Research On Nonlinear Compensation Algorithm For Turntable Servo System

Friction and backlash are the two major nonlinear interference factors in the servo system. The existence of friction and backlash is likely to cause low-velocity crawl, driver-delay, limit cycle oscillations and other issues affecting the system tracking accuracy. The researchers always ignore some unimportant interference factors and only compensate a main nonlinearity. In some practical application, this method has achieved a certain effect. However, in the actual system, the influence of friction and backlash coexists and interacts. In a high precision servo system, if the controller is designed to compensate only a single nonlinear factor, system performance will be difficult to meet the desired requirements. Based on the above discussion, this paper introduces a compensation control method of the turntable servo system with friction and backlash. The main contents are as follows:Firstly, considered structure characteristics of the turntable servo system, a servo system model with nonlinear friction and backlash is established. Especially, focusing on the instability of traditional LuGre model, an improved friction model is given.Secondly, in order to suppress the influence of friction in servo system, a sliding mode controller is designed, which can enhance the anti-interference ability of the system.

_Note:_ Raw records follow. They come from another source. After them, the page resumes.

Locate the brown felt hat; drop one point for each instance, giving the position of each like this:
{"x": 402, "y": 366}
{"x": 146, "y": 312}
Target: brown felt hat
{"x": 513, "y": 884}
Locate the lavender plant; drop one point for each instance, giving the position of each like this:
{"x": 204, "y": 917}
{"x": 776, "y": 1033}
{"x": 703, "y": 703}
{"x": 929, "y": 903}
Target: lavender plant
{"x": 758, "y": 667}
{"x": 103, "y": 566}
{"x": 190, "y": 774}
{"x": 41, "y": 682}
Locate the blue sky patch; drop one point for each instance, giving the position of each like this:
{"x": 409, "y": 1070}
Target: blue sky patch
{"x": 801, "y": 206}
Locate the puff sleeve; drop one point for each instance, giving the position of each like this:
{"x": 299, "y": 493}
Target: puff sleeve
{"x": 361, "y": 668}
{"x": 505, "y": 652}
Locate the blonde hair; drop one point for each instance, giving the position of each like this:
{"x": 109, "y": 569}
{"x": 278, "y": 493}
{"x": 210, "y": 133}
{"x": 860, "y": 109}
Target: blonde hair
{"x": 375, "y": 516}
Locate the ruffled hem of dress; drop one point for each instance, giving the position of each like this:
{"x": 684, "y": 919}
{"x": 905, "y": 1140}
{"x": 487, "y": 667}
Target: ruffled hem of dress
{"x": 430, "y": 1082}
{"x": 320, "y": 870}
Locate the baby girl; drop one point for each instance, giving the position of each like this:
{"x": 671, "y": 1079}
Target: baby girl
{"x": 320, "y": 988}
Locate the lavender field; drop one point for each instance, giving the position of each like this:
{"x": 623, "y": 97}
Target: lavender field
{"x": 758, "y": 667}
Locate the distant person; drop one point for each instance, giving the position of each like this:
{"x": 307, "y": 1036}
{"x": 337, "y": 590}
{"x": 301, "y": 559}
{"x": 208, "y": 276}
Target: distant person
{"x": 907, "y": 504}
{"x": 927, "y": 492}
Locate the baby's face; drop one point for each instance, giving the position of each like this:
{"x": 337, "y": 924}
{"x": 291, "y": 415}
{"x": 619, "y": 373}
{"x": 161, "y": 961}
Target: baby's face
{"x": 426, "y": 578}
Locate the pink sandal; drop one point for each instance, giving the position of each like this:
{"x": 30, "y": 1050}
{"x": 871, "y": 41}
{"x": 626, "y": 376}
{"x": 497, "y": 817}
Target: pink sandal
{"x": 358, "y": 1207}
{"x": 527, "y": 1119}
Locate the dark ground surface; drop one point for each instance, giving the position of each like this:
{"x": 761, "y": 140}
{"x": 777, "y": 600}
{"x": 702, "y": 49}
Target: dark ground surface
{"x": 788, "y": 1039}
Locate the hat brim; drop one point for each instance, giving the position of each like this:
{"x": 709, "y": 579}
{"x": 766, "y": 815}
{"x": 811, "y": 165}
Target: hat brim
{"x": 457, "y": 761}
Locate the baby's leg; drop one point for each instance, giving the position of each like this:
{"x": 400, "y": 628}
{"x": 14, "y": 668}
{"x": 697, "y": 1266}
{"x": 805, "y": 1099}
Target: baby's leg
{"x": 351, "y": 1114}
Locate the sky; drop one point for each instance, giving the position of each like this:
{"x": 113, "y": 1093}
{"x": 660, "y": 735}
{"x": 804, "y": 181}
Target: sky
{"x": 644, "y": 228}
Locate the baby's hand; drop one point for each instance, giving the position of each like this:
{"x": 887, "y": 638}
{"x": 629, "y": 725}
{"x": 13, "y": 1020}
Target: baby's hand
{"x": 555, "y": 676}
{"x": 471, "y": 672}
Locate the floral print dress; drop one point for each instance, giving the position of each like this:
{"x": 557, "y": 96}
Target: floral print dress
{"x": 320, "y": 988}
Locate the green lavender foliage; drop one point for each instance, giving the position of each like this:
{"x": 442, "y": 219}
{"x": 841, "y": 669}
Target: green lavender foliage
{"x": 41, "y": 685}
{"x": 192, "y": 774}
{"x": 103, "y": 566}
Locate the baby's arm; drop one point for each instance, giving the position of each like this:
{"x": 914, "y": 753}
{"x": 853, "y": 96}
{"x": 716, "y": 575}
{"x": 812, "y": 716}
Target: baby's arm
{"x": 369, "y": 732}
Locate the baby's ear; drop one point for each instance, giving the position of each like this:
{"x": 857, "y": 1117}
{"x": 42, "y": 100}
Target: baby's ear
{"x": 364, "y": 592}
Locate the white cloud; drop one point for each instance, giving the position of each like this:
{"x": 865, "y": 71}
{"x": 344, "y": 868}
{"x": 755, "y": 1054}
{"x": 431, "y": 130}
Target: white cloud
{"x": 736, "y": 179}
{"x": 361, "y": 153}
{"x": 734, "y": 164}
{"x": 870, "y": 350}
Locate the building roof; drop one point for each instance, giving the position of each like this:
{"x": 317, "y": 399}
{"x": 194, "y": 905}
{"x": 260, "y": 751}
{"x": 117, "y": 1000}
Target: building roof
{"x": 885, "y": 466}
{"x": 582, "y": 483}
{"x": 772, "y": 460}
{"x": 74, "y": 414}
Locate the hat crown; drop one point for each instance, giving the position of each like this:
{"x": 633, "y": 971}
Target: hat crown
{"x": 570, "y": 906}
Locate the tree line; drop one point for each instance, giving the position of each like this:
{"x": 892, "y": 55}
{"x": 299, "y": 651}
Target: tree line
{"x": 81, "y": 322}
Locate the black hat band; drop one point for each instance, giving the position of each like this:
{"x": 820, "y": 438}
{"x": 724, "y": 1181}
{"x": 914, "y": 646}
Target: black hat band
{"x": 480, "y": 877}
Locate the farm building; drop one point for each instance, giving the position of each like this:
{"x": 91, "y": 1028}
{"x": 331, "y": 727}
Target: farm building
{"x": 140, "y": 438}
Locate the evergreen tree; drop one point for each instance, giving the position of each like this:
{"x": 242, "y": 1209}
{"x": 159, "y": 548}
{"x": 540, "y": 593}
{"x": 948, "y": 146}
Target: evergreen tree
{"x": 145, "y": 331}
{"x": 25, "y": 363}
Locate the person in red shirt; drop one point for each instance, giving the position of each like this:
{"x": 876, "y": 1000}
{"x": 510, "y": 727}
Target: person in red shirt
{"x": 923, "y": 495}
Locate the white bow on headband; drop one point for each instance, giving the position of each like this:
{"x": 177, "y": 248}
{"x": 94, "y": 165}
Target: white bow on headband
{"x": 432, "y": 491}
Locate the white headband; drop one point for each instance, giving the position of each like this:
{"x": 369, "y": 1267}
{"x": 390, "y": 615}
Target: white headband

Simulation results show that the sliding mode control algorithm can suppress the friction disturbance.Thirdly, a class of servo system with nonlinear backlash is researched. By introducing an approximation "dead zone" function, a back-stepping controller is designed, which is based on the feedback of state variables. Compared with the PID control, simulation results verify that the back-stepping control can suppress the influence of backlash effectively.Fourthly, for the servo system with unknown friction and backlash, a back-stepping sliding mode controller is designed. An adaptive neural network(RBF) algorithm is used to estimate the nonlinearity including friction and backlash. The stability of system is proved by selecting an appropriate Lyapunov function. Besides, simulation results verify that the control strategy can overcome the influence of friction and backlash. Simultaneously, it can improve the tracking precision significantly.